Chilean politician (1921–1987)

Fernando Raimundo Buzeta González (7 January 1921 – 26 March 1987) was a Chilean politician.

He served as Deputy for the 7th Departamental Group (Santiago, Second District) during the XLV Legislative Period (1965–1969) and the XLVI Legislative Period (1969–1973).

==Early life==
Buzeta was born in Santiago on 7 January 1921, the son of Belisario Buzeta Erazo and María González Gómez. He studied at the Colegio San Ignacio beginning in 1931, spent one year at the Arturo Prat Naval Academy in 1936, and later attended the Instituto Andrés Bello.

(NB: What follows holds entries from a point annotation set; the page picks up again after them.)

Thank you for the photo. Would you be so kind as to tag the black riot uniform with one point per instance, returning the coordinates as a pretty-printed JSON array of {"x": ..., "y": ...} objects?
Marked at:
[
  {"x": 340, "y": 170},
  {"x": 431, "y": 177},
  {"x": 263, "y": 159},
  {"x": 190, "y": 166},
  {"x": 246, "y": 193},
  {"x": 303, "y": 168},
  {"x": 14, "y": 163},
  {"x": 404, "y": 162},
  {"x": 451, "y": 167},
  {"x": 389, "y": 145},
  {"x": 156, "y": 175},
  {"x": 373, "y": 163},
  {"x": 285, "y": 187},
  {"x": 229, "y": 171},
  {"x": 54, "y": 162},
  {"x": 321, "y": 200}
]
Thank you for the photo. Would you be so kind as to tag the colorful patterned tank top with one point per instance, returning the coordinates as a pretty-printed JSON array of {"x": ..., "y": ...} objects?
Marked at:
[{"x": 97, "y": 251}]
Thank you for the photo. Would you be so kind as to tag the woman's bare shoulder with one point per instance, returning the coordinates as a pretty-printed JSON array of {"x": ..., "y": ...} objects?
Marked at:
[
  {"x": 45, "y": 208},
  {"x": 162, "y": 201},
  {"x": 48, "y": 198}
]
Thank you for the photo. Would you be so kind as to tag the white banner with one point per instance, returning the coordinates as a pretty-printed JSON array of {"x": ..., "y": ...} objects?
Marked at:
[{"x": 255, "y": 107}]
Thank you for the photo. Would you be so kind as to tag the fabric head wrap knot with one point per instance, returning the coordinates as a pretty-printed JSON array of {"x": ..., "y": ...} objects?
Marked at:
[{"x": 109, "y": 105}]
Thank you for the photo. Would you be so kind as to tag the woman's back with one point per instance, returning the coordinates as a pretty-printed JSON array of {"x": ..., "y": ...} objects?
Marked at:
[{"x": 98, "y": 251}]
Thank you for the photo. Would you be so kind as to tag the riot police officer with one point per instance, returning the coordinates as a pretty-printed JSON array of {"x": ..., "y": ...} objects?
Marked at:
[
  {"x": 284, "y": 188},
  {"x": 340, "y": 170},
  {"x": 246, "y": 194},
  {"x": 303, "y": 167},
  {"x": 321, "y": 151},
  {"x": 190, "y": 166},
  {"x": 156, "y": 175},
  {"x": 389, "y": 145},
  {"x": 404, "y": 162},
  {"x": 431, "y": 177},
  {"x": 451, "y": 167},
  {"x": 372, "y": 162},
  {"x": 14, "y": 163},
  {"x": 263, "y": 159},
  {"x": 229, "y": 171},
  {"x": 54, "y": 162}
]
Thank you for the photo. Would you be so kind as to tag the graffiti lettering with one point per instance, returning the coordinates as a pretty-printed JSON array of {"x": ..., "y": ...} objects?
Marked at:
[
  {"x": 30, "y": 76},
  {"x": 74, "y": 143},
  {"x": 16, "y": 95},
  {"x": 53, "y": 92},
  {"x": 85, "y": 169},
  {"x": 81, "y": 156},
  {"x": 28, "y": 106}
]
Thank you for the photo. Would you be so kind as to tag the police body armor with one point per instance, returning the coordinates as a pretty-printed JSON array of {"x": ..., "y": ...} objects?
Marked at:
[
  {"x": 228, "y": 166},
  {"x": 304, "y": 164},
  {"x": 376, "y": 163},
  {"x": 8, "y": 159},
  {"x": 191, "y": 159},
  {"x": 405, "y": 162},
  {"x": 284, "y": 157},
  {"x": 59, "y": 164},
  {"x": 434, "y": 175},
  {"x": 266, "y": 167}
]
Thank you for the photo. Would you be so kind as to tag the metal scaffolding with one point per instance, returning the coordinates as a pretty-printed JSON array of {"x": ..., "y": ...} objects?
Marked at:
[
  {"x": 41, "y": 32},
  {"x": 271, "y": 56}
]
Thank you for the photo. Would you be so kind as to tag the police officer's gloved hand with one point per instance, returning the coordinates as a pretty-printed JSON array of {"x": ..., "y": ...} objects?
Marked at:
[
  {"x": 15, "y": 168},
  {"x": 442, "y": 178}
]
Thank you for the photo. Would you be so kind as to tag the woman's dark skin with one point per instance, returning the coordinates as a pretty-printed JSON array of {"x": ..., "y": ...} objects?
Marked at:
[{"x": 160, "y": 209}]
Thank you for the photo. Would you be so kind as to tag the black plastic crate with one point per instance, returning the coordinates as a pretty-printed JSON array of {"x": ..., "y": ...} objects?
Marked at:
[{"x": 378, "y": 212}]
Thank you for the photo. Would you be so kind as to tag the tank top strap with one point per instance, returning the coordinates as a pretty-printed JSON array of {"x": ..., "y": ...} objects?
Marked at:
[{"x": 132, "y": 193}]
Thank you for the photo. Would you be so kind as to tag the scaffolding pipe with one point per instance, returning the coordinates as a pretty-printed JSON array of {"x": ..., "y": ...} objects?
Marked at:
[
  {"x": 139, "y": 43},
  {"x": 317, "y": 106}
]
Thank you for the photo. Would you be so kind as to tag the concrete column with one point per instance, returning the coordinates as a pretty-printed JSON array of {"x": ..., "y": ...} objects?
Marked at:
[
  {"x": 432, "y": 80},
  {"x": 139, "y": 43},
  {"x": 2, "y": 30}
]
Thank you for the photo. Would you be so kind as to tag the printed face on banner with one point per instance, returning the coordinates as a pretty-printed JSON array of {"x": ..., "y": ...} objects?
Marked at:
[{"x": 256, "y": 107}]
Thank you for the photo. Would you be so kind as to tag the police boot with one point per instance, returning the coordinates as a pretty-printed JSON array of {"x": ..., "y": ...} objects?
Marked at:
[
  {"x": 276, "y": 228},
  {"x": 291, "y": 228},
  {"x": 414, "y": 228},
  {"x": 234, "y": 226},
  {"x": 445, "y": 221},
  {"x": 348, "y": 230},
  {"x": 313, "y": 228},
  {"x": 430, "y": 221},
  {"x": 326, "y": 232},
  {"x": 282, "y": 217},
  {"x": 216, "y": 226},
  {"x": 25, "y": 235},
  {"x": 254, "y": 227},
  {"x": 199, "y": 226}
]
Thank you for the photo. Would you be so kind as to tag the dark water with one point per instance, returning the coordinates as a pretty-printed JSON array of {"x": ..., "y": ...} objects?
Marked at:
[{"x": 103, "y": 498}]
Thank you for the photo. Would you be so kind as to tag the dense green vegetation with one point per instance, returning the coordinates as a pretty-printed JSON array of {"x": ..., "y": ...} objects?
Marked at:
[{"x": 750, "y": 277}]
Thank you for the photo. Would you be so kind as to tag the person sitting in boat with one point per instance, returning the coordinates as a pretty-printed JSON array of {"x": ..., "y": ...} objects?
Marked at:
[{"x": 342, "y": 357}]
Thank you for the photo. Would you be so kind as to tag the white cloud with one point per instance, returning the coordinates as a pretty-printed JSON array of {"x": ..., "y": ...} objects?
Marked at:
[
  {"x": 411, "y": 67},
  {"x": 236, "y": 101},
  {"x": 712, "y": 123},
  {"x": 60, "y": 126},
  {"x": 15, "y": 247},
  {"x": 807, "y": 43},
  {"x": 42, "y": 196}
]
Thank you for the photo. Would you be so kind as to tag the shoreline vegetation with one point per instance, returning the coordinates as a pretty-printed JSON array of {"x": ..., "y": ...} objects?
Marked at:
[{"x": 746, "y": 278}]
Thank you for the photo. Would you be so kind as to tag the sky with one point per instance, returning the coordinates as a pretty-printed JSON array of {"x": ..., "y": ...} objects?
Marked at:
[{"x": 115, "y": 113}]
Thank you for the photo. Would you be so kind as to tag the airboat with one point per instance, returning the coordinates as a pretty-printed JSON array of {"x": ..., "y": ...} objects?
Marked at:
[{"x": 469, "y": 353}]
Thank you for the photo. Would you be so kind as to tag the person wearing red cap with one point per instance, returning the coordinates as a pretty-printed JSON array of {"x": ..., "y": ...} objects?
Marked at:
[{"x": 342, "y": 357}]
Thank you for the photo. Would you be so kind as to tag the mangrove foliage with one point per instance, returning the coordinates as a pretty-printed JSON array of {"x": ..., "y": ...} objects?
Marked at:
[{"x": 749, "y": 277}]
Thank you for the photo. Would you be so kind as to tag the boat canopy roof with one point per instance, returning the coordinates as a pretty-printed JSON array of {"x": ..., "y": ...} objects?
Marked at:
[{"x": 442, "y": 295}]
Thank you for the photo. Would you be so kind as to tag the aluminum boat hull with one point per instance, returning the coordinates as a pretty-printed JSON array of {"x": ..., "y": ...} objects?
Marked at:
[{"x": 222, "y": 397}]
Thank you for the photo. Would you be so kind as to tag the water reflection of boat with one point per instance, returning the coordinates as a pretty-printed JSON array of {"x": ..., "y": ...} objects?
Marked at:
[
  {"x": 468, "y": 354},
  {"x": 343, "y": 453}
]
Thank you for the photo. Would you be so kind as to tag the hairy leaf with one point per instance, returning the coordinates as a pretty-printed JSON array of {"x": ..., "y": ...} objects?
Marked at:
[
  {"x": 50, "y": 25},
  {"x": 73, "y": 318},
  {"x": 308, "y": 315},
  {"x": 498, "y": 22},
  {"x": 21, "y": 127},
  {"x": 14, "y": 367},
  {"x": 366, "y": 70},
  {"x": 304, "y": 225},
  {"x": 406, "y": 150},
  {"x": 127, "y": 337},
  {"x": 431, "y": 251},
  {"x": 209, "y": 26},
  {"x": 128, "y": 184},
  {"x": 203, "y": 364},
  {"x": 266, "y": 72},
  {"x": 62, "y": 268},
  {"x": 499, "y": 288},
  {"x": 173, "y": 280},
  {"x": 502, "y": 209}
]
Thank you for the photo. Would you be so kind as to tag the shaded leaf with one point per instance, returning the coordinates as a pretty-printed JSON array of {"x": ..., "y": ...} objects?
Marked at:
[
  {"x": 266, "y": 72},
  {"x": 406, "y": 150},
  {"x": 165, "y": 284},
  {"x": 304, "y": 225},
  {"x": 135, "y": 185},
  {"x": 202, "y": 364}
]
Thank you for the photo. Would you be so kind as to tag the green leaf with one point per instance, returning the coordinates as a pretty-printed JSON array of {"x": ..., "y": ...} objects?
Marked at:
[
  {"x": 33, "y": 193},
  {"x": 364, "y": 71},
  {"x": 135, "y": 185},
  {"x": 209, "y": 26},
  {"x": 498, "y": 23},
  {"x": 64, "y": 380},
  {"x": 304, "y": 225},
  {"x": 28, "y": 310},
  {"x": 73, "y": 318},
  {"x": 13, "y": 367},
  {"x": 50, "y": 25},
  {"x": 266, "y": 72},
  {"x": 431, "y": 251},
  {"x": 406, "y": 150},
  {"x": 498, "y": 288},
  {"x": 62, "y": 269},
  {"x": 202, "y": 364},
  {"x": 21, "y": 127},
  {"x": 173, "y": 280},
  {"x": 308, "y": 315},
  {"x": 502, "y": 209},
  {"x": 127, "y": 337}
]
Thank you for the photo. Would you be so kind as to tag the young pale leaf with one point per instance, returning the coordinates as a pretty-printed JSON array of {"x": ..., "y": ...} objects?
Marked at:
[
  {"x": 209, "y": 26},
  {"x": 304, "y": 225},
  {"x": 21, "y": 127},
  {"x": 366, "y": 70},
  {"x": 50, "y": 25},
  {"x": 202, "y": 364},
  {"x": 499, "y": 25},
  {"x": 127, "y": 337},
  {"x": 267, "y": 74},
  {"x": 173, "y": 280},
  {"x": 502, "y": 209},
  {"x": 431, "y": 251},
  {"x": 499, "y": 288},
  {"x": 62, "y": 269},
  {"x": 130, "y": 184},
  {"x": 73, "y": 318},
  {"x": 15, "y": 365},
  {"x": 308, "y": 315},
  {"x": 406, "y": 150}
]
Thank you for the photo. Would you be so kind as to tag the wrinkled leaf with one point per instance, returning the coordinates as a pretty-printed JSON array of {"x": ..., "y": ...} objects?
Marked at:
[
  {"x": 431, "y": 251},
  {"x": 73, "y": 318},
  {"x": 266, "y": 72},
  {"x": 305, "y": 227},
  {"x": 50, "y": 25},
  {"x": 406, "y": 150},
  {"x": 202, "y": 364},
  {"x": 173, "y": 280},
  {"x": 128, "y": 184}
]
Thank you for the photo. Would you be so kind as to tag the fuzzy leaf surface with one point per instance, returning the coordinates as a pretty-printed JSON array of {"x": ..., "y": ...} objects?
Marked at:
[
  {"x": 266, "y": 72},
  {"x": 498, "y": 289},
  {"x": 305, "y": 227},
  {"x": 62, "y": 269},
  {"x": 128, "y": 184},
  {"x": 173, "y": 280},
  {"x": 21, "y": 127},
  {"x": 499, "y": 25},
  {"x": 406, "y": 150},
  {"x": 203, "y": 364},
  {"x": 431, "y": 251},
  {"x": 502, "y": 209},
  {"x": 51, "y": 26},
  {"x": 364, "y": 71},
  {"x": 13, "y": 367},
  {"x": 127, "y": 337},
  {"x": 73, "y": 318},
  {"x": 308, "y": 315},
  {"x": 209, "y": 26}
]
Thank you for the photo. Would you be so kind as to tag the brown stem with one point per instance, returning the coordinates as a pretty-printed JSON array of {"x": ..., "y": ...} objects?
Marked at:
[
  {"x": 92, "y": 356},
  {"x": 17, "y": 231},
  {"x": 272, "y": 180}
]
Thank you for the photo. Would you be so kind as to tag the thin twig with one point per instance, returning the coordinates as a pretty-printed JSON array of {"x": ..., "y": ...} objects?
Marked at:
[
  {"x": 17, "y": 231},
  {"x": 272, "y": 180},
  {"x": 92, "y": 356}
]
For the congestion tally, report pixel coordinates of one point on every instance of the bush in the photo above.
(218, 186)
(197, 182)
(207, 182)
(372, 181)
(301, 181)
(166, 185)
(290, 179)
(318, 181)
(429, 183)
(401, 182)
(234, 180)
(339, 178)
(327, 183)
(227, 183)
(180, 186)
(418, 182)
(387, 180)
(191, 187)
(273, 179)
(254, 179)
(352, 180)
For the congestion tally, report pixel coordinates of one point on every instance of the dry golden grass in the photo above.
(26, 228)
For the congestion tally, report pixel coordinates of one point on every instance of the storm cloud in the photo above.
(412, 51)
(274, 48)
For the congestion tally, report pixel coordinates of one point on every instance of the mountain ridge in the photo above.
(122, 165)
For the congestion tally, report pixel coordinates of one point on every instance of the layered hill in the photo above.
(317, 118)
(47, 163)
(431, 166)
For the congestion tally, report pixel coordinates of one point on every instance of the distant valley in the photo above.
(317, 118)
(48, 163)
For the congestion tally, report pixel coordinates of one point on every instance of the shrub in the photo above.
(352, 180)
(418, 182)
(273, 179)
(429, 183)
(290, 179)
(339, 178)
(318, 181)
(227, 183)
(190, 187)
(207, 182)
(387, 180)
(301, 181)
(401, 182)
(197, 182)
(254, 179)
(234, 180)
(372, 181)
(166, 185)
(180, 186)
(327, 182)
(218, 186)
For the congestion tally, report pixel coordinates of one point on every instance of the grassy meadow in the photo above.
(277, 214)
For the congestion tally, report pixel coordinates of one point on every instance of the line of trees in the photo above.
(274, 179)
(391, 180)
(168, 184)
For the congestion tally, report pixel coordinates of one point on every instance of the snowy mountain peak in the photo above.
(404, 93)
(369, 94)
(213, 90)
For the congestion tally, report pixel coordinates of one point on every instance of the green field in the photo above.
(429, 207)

He married María Eyquem Burucua in Santiago on 24 September 1944; they had ten children.

==Political career==
Buzeta first joined the Conservative Party, later moving to the Christian Democratic Party (PDC). In the 1965 elections he was elected Deputy for the 7th Departamental Group (Santiago, Second District) for the 1965–1969 term, sitting on the Standing Committee on Economy and Commerce.

Reelected in the 1969 elections (1969–1973), he again sat on the Standing Committee on Economy, Development and Reconstruction. On 30 July 1971, he resigned from the PDC and became one of the founders of the Christian Left.

He died in Santiago on 26 March 1987.